The hacker posed as a partner of the firm, Gary Bragg, according to the complaint, and emails involved a loan transaction of which the hacker seemed to have intimate knowledge.

In the correspondence, the hacker addressed partner Alvin Staffin by his nickname, Mel, making the ruse even more convincing, and asked for a $580,000 transfer from the firm’s IOLTA sub-account to the Bank of China.

Bank of America made the transfer at Staffin’s request. After the transfer was made, Staffin called Bragg to discuss it, finding out only then that Bragg had no knowledge of the $580,000 request.

“Staffin realized OBS had been victimized by a computer hacker, and immediately notified defendant bank of the fraud,” the complaint said.

Staffin spoke to a Bank of America wire transfer specialist named Jason, who did not give a last name, and requested that the transfer be stopped. Jason said the bank was powerless to do anything until the funds had reached China.

The firm’s client’s account had insufficient funds to cover the transfer, only $1,900, according to the complaint. However, Bank of America drew from the firm’s other IOLTA sub-accounts belonging to other clients to cover the fraudulent transfer, the plaintiffs claimed.

Efforts to recall the wire transfer proved insufficient, according to the complaint, and, at the suggestion of the FBI, the firm contacted the Hong Kong police to report a cybercrime. A Hong Kong court eventually froze the hacker’s accounts.

However, to date, the firm has recovered only $58,000, according to the complaint.

The plaintiffs alleged that Bank of America failed to stop the transfer despite its legal duty to do so, and demanded that the bank repay the $580,000 that was drawn from the other IOLTA accounts.
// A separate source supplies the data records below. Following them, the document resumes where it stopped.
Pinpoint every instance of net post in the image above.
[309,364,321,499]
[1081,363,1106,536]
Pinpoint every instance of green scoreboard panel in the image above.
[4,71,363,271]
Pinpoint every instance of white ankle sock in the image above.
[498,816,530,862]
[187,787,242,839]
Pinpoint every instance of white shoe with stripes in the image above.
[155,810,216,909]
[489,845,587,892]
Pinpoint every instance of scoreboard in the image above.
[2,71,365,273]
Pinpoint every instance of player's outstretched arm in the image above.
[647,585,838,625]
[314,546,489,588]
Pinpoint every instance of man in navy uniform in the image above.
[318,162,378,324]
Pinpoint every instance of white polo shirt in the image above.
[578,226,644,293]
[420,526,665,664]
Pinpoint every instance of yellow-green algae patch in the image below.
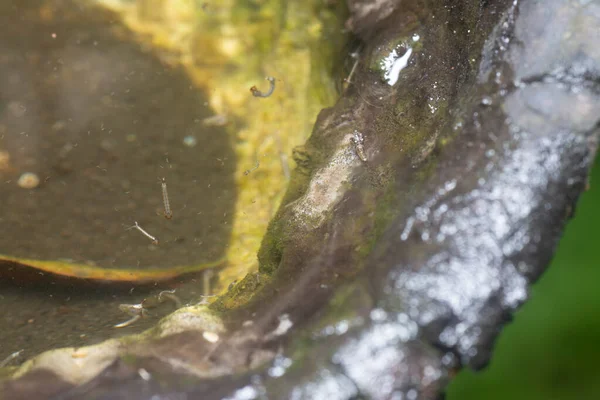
[98,0,343,290]
[0,254,226,283]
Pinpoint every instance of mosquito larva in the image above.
[162,178,173,219]
[158,289,182,308]
[113,303,146,328]
[250,76,275,97]
[127,221,158,246]
[352,130,367,162]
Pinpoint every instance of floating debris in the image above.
[250,76,275,97]
[183,135,198,147]
[352,130,367,162]
[202,114,229,126]
[17,172,40,189]
[161,178,173,219]
[127,221,158,246]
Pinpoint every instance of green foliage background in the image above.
[447,157,600,400]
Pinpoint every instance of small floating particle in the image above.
[126,221,158,246]
[17,172,40,189]
[352,130,367,162]
[138,368,152,381]
[250,76,275,97]
[162,178,173,219]
[183,135,198,147]
[202,114,229,126]
[202,331,219,343]
[0,151,10,171]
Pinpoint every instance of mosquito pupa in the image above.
[250,76,275,97]
[161,178,173,219]
[352,130,367,162]
[127,221,158,246]
[244,160,260,175]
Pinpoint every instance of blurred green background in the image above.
[447,152,600,400]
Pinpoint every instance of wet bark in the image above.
[2,0,600,399]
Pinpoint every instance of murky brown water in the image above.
[0,0,236,364]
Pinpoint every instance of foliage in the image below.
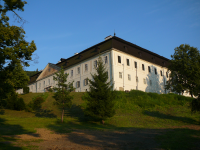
[23,86,29,94]
[190,95,200,113]
[6,92,25,110]
[82,57,115,123]
[0,0,36,103]
[166,44,200,97]
[26,93,48,112]
[53,67,74,122]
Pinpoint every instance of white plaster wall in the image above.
[112,49,168,93]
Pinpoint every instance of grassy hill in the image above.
[0,90,200,149]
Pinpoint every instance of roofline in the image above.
[112,36,170,61]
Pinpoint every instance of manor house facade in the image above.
[17,36,189,93]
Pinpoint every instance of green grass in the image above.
[0,90,200,149]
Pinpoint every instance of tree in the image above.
[0,0,36,101]
[53,68,74,122]
[83,57,115,124]
[166,44,200,97]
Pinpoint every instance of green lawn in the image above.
[0,91,200,149]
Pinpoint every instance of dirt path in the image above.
[9,126,200,150]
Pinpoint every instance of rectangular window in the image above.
[142,64,144,71]
[128,74,131,81]
[71,70,73,77]
[135,61,137,68]
[76,81,80,88]
[105,56,108,64]
[118,56,121,64]
[149,80,152,85]
[143,78,147,84]
[119,72,122,79]
[148,66,151,73]
[84,79,88,86]
[85,64,88,71]
[94,60,97,68]
[77,67,80,74]
[126,59,130,66]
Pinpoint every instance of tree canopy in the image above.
[83,57,115,123]
[166,44,200,97]
[0,0,36,100]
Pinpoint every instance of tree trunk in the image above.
[61,108,65,123]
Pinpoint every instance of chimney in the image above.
[105,35,112,41]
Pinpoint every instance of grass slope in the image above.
[0,90,200,149]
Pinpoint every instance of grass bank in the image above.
[0,90,200,149]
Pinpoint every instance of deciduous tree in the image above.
[166,44,200,97]
[0,0,36,100]
[53,68,74,122]
[83,57,115,124]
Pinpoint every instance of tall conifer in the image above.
[83,57,115,124]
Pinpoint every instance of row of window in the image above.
[119,72,166,85]
[118,56,168,78]
[71,56,108,77]
[76,79,88,88]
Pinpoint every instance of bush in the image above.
[6,92,26,110]
[23,86,29,94]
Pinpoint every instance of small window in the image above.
[76,81,80,88]
[148,66,151,73]
[135,61,137,68]
[77,67,80,74]
[160,70,162,76]
[105,56,108,64]
[154,68,157,74]
[85,64,88,71]
[106,71,108,78]
[166,72,168,78]
[94,60,97,68]
[119,72,122,79]
[142,64,144,71]
[84,78,88,86]
[118,56,121,63]
[126,59,130,66]
[71,70,73,77]
[128,74,131,81]
[136,77,139,82]
[143,78,147,84]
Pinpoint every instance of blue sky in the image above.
[8,0,200,71]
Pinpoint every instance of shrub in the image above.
[23,86,29,94]
[6,92,26,110]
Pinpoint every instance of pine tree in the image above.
[53,68,74,122]
[83,57,115,124]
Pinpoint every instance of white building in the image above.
[17,36,174,93]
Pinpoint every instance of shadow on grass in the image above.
[35,109,57,118]
[0,118,39,150]
[143,110,200,125]
[0,109,5,115]
[44,121,200,150]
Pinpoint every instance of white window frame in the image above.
[119,72,122,79]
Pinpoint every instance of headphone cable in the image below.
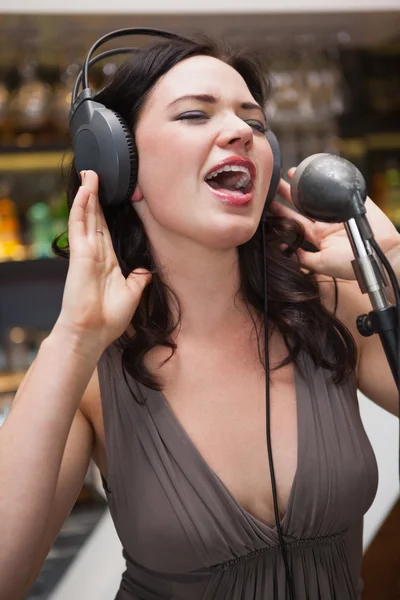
[262,217,295,600]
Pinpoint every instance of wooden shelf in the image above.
[0,150,71,172]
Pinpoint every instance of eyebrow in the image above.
[168,94,265,119]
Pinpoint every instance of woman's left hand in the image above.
[269,169,400,279]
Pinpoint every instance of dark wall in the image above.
[0,259,68,343]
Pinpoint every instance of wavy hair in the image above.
[53,36,357,397]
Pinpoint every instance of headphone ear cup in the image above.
[70,99,138,207]
[264,129,282,210]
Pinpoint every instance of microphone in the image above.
[291,153,400,392]
[291,153,372,223]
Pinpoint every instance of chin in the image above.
[203,221,259,250]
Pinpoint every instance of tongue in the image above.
[207,171,244,196]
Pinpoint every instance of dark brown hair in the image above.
[53,37,357,389]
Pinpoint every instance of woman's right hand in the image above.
[56,171,151,352]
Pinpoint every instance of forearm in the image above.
[0,328,99,579]
[385,241,400,304]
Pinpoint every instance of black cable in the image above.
[262,218,294,600]
[82,27,189,89]
[370,238,400,481]
[71,47,140,106]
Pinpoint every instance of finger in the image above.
[81,171,99,196]
[81,171,110,241]
[269,194,314,230]
[68,187,90,241]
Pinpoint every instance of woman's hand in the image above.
[269,169,400,279]
[56,171,151,352]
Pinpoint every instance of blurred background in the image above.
[0,5,400,600]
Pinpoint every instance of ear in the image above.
[131,184,143,202]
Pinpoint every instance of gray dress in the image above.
[98,345,378,600]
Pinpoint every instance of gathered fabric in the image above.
[98,344,378,600]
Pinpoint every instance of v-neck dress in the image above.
[98,344,378,600]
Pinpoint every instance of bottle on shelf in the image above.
[26,202,53,258]
[0,180,26,261]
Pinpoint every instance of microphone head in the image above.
[291,153,367,223]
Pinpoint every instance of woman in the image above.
[0,34,400,600]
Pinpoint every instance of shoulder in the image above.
[317,275,372,368]
[79,367,101,427]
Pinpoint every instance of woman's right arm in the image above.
[0,172,150,600]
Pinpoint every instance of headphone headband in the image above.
[69,27,281,207]
[72,27,189,104]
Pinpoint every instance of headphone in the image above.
[69,27,282,210]
[69,27,294,600]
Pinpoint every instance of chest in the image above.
[142,336,298,523]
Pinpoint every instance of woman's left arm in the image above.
[270,176,400,415]
[318,273,400,415]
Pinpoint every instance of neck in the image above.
[150,238,249,341]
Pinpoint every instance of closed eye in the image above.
[177,111,210,121]
[246,120,267,133]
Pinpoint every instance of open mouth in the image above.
[205,165,253,196]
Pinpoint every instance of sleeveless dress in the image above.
[98,344,378,600]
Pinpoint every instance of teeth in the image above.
[206,165,250,180]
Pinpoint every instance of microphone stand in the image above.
[344,209,400,393]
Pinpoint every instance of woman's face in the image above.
[133,56,272,249]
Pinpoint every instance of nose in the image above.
[217,115,254,150]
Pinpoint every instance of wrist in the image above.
[45,319,104,365]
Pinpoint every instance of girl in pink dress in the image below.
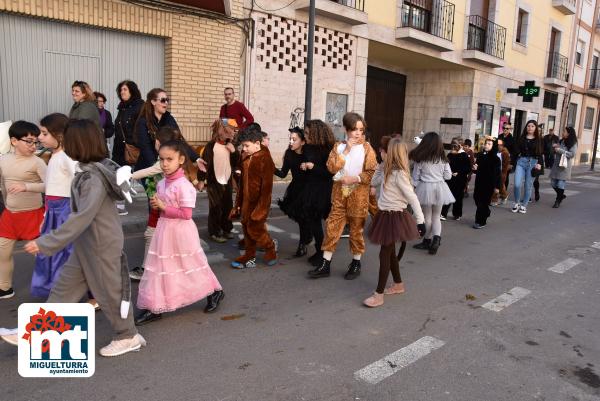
[135,140,225,326]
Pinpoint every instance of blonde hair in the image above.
[383,138,410,185]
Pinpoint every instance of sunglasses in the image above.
[19,139,40,146]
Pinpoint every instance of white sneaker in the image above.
[100,333,146,357]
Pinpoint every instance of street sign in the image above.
[506,81,540,102]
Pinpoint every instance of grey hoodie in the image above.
[35,159,131,301]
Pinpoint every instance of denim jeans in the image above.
[551,178,565,189]
[513,157,538,206]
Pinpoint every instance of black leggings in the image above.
[306,218,324,252]
[376,243,402,294]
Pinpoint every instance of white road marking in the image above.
[354,336,445,384]
[548,258,581,274]
[540,188,580,196]
[481,287,531,312]
[577,175,600,181]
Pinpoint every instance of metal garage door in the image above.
[0,13,164,122]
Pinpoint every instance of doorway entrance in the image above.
[365,66,406,149]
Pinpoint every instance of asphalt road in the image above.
[0,173,600,401]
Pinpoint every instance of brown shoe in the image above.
[363,292,383,308]
[383,283,404,295]
[234,252,256,264]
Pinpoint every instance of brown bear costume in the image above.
[321,142,377,255]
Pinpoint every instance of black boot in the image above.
[204,290,225,313]
[429,235,442,255]
[294,242,308,258]
[135,310,162,326]
[308,251,323,267]
[308,258,331,278]
[344,259,360,280]
[413,238,431,249]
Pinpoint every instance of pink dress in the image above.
[137,169,222,313]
Bartle, however, determined that the request to cancel the transfer, which came just over an hour after the transfer was confirmed, did not qualify as a “valid and timely stop payment order,” and that nothing in the deposit agreement and disclosures barred the bank from taking funds from the IOLTA sub-accounts, since they were all technically the same account.

Bartle further disagreed with the plaintiffs’ argument that, since Staffin issued the payment order due to a mistake, the transfer had to be canceled under the Pennsylvania Commerce Code.

“While the PCC rule limiting cancellation after receipt to situations where the bank has explicitly agreed or where a funds-transfer system rule permits cancellation may at times lead to harsh results, as is the case here, it ultimately serves the greater good by facilitating commercial transactions involving large sums of money,” Bartle said. “Interpreting Section 4A211(c) in this manner helps to allocate responsibility and risk, rather than permitting cancellation after receipt merely due to a mistake by the sender that could be neither known nor anticipated by the bank before it sent the wire instructions to the beneficiary.”

Philip Rosenzweig of Silverang, Donohoe, Rosenzweig & Haltzman, who represented the plaintiffs, said he and his client were assessing the court’s opinion and are planning to appeal.

“We believe that Bank of America is liable for the events complained of,” Rosenzweig said.

McGuireWoods attorney Jarrod Shaw represented Bank of America. A spokesman for Bank of America declined to comment.